The company’s Internet access revenues continued to grow and accounted
for Rs 7.09 crore ($1.65 million), representing 55.6 per cent of the total sales of the company in the second quarter. Company sources said it had about 87,000 consumer-level Internet subscribers at the end of September. The firm reached 100,000 customers on November 11.

SIFY’s
network currently serves 28 cities throughout India, with many more
cities due to be wired soon.

The second results do not include the results of the company’s initial
public offering (IPO) which was completed in October. The IPO resulted in
net proceeds of approximately $80.4 million, net of underwriting
discounts and offering expenses.
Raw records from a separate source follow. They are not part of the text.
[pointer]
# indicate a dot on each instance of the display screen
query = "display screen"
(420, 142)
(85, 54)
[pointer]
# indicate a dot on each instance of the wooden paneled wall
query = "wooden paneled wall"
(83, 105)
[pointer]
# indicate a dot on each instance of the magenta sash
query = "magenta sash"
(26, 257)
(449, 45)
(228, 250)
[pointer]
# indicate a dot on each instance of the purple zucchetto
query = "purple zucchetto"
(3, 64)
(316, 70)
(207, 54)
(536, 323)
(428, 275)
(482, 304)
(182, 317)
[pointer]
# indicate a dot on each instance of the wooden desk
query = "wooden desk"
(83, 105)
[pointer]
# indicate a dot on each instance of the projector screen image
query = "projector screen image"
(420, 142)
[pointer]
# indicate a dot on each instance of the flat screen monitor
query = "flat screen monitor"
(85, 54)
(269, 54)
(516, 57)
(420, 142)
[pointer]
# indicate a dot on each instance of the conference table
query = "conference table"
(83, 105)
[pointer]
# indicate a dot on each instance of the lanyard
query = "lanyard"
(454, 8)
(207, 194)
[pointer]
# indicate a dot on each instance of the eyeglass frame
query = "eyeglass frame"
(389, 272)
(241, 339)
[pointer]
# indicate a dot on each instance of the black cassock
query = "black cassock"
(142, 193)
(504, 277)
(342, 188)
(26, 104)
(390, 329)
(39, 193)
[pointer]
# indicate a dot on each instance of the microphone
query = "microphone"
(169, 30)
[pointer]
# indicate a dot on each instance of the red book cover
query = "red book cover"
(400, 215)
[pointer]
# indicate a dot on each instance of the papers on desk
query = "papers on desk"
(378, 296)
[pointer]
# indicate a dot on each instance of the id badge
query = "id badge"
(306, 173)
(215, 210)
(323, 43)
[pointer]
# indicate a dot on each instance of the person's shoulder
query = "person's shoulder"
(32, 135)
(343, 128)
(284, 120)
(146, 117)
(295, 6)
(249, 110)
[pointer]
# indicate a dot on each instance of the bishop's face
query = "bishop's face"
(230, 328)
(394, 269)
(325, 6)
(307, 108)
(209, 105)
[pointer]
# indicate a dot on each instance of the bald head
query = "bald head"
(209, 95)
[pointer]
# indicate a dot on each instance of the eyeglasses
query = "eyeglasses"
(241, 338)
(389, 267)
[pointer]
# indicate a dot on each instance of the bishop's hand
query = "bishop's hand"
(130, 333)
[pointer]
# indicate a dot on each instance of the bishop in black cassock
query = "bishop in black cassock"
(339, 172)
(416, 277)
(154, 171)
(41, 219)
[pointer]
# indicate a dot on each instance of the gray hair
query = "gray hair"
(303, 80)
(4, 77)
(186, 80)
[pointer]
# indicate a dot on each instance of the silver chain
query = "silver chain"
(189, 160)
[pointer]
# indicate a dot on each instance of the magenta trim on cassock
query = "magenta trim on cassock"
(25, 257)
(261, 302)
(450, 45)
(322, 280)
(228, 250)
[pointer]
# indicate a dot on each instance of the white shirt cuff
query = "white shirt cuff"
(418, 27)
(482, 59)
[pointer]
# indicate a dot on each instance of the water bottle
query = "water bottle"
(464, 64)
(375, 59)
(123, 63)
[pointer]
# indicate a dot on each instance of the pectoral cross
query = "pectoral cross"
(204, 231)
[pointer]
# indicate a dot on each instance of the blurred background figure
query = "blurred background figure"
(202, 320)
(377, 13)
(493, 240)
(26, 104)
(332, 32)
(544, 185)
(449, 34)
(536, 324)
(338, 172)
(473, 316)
The proceeds from the IPO are intended
to fund network infrastructure expansion and develop content for Satyam
Online’s portal business, as well as advertising and promotion of the
brand.

Market analysts feel that Satyam is likely to face stiff competition from
state-controlled Videsh Sanchar Nigam Limited, the
largest ISP in India, and other major private players like
MantraOnline, Dishnet who are also
aiming to reach the top private ISP slot in India.